Village in Leicestershire, England

Dadlington is a village and former civil parish, now in the parish of Dadlington and Sutton Cheney, in the Hinckley and Bosworth district, in Leicestershire, England. It is situated between Hinckley, Market Bosworth and Nuneaton. In 1931 the parish had a population of 200.

The village has a population of around 301 and contains a 13th-century church (St. James), a pub (the Dog and Hedgehog) and a hotel (the Ambion Court).

The Ashby-de-la-Zouch Canal runs through the village.

==History==
The village's name means 'farm/settlement of Daedela'.

Dadlington became a parish in 1866, on 1 April 1935 the parish was abolished and merged with Sutton Cheney.

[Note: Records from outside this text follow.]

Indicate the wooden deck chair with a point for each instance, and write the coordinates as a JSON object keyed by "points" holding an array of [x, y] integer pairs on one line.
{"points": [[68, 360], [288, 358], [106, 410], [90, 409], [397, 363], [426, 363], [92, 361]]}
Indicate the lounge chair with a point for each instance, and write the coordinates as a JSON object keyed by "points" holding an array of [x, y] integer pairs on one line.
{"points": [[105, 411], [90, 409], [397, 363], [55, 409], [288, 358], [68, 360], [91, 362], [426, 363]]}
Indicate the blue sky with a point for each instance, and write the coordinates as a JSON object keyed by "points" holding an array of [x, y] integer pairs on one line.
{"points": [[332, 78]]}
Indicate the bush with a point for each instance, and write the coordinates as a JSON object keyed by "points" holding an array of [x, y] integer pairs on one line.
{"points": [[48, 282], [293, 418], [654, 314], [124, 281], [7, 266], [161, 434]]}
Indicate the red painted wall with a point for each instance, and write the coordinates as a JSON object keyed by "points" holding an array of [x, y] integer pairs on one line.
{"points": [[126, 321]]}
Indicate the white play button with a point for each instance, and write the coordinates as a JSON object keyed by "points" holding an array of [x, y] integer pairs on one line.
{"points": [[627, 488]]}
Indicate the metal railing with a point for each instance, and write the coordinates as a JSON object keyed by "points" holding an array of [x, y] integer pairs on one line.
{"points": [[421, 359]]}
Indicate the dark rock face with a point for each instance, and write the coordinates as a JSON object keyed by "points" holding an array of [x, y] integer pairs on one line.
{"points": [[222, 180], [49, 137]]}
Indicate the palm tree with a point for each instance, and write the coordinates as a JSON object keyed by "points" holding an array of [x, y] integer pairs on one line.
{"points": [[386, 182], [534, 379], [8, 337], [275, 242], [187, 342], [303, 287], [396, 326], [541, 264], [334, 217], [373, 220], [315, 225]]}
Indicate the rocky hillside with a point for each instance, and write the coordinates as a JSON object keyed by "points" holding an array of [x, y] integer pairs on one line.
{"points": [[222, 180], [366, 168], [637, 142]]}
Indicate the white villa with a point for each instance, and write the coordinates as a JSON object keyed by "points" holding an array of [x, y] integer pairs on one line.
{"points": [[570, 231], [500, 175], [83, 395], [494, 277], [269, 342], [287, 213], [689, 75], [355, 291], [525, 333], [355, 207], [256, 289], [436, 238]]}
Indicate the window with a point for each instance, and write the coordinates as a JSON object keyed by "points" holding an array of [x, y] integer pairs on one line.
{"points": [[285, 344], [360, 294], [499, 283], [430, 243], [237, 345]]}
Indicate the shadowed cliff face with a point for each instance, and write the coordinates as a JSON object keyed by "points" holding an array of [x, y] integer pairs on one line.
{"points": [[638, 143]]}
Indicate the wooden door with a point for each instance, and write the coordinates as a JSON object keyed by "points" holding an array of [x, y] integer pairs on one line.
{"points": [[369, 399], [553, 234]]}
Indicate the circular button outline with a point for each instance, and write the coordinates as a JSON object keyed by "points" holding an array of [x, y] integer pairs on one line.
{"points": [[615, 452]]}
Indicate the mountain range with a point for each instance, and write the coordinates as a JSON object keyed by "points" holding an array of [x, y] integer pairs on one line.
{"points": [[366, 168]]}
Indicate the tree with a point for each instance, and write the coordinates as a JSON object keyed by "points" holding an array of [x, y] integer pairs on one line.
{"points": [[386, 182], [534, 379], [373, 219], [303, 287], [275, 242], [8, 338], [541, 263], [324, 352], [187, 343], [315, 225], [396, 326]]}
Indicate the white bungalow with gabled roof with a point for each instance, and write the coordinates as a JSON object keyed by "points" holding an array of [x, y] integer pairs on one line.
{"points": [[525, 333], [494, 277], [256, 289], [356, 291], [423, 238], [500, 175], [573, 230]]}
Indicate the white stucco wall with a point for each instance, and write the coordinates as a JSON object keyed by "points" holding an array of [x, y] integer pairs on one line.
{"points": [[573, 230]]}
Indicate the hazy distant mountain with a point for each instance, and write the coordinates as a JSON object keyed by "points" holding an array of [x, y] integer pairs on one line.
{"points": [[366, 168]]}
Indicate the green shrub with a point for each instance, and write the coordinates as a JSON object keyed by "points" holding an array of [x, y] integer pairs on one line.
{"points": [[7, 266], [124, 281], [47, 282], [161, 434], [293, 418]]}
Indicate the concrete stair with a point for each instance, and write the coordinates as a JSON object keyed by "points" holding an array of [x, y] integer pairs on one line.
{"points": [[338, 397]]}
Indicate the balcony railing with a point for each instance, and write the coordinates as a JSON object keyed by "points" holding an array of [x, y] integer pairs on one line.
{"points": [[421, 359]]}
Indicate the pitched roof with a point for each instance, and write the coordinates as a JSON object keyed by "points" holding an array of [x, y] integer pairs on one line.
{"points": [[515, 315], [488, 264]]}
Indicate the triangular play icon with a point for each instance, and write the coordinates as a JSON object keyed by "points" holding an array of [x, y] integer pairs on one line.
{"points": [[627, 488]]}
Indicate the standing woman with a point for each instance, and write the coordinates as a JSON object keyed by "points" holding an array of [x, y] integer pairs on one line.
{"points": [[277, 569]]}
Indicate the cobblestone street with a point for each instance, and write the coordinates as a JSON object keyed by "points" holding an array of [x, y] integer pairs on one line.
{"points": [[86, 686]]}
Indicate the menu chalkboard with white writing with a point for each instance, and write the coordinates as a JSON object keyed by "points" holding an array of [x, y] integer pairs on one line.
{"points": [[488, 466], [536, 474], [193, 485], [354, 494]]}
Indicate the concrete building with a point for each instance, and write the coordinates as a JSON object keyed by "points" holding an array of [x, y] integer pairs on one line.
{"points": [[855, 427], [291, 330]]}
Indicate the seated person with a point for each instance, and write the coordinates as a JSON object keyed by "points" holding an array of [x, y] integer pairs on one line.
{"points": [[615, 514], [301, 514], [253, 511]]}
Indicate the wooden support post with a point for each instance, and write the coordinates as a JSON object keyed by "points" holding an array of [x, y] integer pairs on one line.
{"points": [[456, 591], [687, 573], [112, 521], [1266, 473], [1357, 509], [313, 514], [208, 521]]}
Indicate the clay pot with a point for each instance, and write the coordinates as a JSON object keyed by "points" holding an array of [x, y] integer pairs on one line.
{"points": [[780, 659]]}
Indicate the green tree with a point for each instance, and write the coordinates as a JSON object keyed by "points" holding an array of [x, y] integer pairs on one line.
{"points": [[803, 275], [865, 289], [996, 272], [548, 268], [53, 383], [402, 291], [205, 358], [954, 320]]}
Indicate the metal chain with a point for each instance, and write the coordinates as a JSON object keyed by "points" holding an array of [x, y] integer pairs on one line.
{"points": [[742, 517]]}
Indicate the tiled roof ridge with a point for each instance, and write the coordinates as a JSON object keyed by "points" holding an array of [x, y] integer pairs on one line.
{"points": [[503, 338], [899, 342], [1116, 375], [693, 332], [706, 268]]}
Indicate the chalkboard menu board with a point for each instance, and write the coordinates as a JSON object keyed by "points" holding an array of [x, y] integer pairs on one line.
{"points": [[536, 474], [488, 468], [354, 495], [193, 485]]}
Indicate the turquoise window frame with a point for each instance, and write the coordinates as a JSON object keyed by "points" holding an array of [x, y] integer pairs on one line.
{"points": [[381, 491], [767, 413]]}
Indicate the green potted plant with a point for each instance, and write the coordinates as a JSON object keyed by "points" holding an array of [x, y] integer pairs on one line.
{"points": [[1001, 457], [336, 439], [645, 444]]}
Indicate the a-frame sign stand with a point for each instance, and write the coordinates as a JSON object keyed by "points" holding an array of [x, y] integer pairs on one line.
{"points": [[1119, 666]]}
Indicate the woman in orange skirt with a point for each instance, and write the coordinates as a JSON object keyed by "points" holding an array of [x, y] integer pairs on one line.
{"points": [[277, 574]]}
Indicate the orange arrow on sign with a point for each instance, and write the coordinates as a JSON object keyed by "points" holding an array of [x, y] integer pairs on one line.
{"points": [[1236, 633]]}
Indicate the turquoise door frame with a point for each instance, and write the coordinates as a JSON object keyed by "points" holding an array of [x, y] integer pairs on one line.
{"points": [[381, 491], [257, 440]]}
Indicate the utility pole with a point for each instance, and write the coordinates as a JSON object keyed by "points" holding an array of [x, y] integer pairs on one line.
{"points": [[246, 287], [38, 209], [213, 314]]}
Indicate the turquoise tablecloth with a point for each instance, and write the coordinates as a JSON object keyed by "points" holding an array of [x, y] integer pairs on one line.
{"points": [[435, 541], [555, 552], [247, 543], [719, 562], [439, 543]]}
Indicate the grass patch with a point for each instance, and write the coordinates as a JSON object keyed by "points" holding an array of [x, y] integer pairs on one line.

A silver gilt white boar, Richard III's personal emblem, and distributed widely among his followers, was discovered at Fen Hole outside Dadlington in 2010. There is a theory that the Battle of Bosworth took place at Dadlington, not at Ambion Hill. On Sunday 22 March 2015, the funeral cortège of King Richard III paused in Dadlington en route to his burial in Leicester Cathedral.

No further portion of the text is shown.